Events occurring after the reporting date
Nasdaq
Compliance
On
April 26, 2021, the Group received a notice from Nasdaq’s Listing Qualifications Department stating that, for the 30 consecutive
business days ending April 23, 2021, the closing bid price for the Ordinary Shares had been below the minimum of US$1.00 per share required
for continued inclusion on the Nasdaq Capital Market under Nasdaq Listing Rule 5550(a)(2). The notification letter stated that the Group
would be afforded an initial 180 day period to regain compliance with the minimum bid price requirement. The notification letter also
stated that in the event the Group did not regain compliance within the initial 180-day period, the Group could be eligible for additional
time.
The
Group did not regain compliance with the minimum bid price requirement during the initial 180-day period. However, on October 26, 2021,
the Group received a notice from Nasdaq stating that Nasdaq’s staff had determined that the Group were eligible for an additional
180-day period (until April 25, 2022) within which to regain compliance. In order to regain compliance, the bid price for the Ordinary
Shares must close at US$1.00 per share or more for a minimum of ten consecutive business days.
The
Nasdaq notification did not have any immediate effect on the listing of the Ordinary Shares, and the Ordinary Shares continue to trade
under the symbol “NAKD”. Naked management intends to actively monitor the bid price for the Ordinary Shares and will consider
all available options to regain compliance with the minimum bid price requirement. The Group intends to cure the deficiency during the
additional 180-day period by effecting a reverse stock split, if necessary.
Coronavirus
(COVID-19) pandemic
The
consequences of the Coronavirus (COVID-19) pandemic are continuing to be felt around the world, and its impact on the Group, if any,
has been reflected in its published results to date. Whilst it would appear that control measures and related government policies have
started to mitigate the risks caused by COVID-19, it is not possible at this time to state that the pandemic will not subsequently impact
the Group’s operations going forward. Despite the new variant of the virus may cause continued lockdowns, it would have limited
impact on FOH online, especially with the new variant of the virus that is causing or may cause significant continued lockdowns. The
Group now has experience in the swift implementation of business continuation processes should future lockdowns of the population occur,
and these processes continue to evolve to minimise any operational disruption.
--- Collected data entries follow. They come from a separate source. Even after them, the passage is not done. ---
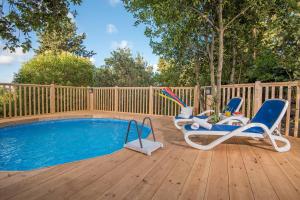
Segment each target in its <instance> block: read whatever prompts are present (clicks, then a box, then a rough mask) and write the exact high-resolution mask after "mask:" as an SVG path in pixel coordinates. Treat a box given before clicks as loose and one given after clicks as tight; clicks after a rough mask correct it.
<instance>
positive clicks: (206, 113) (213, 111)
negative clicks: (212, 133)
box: [197, 110, 215, 116]
mask: <svg viewBox="0 0 300 200" xmlns="http://www.w3.org/2000/svg"><path fill="white" fill-rule="evenodd" d="M214 112H215V111H214V110H206V111H204V112H202V113H200V114H198V115H197V116H202V115H205V114H207V113H214Z"/></svg>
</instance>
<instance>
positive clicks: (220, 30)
mask: <svg viewBox="0 0 300 200" xmlns="http://www.w3.org/2000/svg"><path fill="white" fill-rule="evenodd" d="M218 22H219V31H218V33H219V57H218V71H217V97H216V112H217V113H219V112H220V104H221V84H222V71H223V60H224V24H223V0H219V5H218Z"/></svg>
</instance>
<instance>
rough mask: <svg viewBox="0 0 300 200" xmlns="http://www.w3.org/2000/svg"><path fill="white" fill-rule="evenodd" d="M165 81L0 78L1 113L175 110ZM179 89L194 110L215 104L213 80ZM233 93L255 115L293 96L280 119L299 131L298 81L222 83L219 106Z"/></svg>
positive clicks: (290, 98)
mask: <svg viewBox="0 0 300 200" xmlns="http://www.w3.org/2000/svg"><path fill="white" fill-rule="evenodd" d="M162 88H163V87H152V86H150V87H101V88H99V87H93V88H89V87H70V86H58V85H54V84H51V85H34V84H7V83H0V119H1V118H13V117H22V116H33V115H42V114H49V113H56V112H68V111H85V110H90V111H93V110H97V111H111V112H124V113H141V114H151V115H167V116H174V115H176V114H178V113H179V112H180V108H179V106H177V105H175V104H174V103H172V102H170V101H168V100H166V99H165V98H162V97H161V96H159V95H158V94H159V93H160V91H161V90H162ZM171 89H172V90H173V92H174V93H175V94H177V95H178V96H179V97H180V98H181V99H183V100H184V101H185V102H186V103H187V104H188V105H190V106H193V107H194V108H195V113H199V112H201V111H203V110H206V109H209V108H210V107H211V102H212V100H211V98H212V97H211V95H210V90H211V88H210V87H209V86H205V87H201V88H198V87H172V88H171ZM232 97H242V98H243V100H244V103H243V106H242V108H241V112H242V113H244V115H245V116H247V117H250V118H251V117H252V116H253V115H254V114H255V112H256V111H257V110H258V109H259V107H260V106H261V104H262V103H263V102H264V101H265V100H266V99H269V98H281V99H286V100H288V101H289V103H290V105H289V107H288V110H287V113H286V115H285V117H284V119H283V120H282V123H281V124H280V128H281V131H282V132H283V133H284V134H285V135H290V136H294V137H300V134H299V110H300V109H299V107H300V105H299V104H300V81H294V82H276V83H261V82H259V81H257V82H255V83H249V84H234V85H223V86H222V90H221V108H222V109H223V108H224V107H225V106H226V104H227V103H228V101H229V100H230V99H231V98H232Z"/></svg>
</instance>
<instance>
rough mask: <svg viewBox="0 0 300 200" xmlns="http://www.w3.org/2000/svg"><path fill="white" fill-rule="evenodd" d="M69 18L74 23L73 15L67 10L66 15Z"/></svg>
mask: <svg viewBox="0 0 300 200" xmlns="http://www.w3.org/2000/svg"><path fill="white" fill-rule="evenodd" d="M67 16H68V17H69V18H70V19H71V22H73V23H75V22H76V21H75V17H74V15H73V14H72V13H70V12H68V15H67Z"/></svg>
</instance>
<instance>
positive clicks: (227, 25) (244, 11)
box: [224, 5, 251, 30]
mask: <svg viewBox="0 0 300 200" xmlns="http://www.w3.org/2000/svg"><path fill="white" fill-rule="evenodd" d="M250 7H251V5H250V6H248V7H246V8H245V9H244V10H242V11H241V12H240V13H239V14H237V15H236V16H235V17H233V18H232V19H231V20H230V21H229V22H228V23H227V24H226V25H225V26H224V30H226V29H227V28H228V27H229V25H230V24H232V23H233V22H234V20H236V19H237V18H239V17H240V16H241V15H243V14H244V13H245V12H246V11H247V10H248V9H249V8H250Z"/></svg>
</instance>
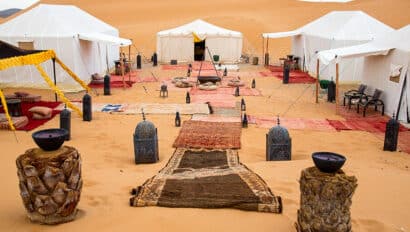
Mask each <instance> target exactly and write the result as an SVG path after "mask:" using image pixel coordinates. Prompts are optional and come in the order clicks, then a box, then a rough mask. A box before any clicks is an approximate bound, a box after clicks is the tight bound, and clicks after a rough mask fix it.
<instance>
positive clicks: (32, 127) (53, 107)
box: [0, 101, 61, 131]
mask: <svg viewBox="0 0 410 232" xmlns="http://www.w3.org/2000/svg"><path fill="white" fill-rule="evenodd" d="M60 104H61V102H45V101H39V102H22V103H21V110H22V113H23V115H25V116H27V117H28V124H27V125H26V126H24V127H20V128H17V130H24V131H30V130H33V129H35V128H37V127H39V126H41V125H43V124H45V123H46V122H48V121H50V120H51V119H52V118H54V116H56V115H57V114H59V113H60V112H61V111H60V110H53V111H52V113H51V118H49V119H33V114H32V113H31V112H29V111H28V110H29V109H30V108H31V107H34V106H45V107H48V108H51V109H54V108H56V107H57V106H59V105H60ZM0 113H4V110H3V108H0Z"/></svg>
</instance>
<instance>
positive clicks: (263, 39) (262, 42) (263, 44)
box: [261, 34, 265, 63]
mask: <svg viewBox="0 0 410 232" xmlns="http://www.w3.org/2000/svg"><path fill="white" fill-rule="evenodd" d="M261 60H263V62H264V63H265V37H263V34H262V59H261Z"/></svg>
Management continues to monitor the situation both locally
and internationally.
On
August 23, 2021 the Company received a Drawdown Notice from Bendon Limited requesting a full drawdown of their NZ$7.0m
(approximately US$4.9m)
facility limit under their loan agreement entered as part of the Bendon Sale conditions. In accordance with the Notice and the terms
of the loan agreement the funds were advanced on August 24, 2021. Under the loan agreement, the Company has agreed to provide a 5-year
loan of up to NZ$7.0m
(approximately US$4.9m)
at an initial interest rate of 2.5%
and, following Bendon obtaining additional
external senior debt which the Buyers, an interest rate of 50 basis points above the rate of this senior debt. The Naked Facility will
also be subordinated to this senior debt.
On
September 22, 2021, the Group granted to Mr. Davis-Rice an incentive award, which provides that on the first, second and third anniversary
of the grant of the award, Mr. Davis-Rice will be receive ordinary shares with a market value equal to 1.5% of the increase in the Group’s
total market capitalization since the grant of the award. The market value of the ordinary shares to be issued and the total market capitalization
will be determined based on the daily VWAP for the Group’s ordinary shares for the five trading days immediately prior to the applicable
anniversary. The payment of the incentive award will be accelerated in the event of a change in control of the Company.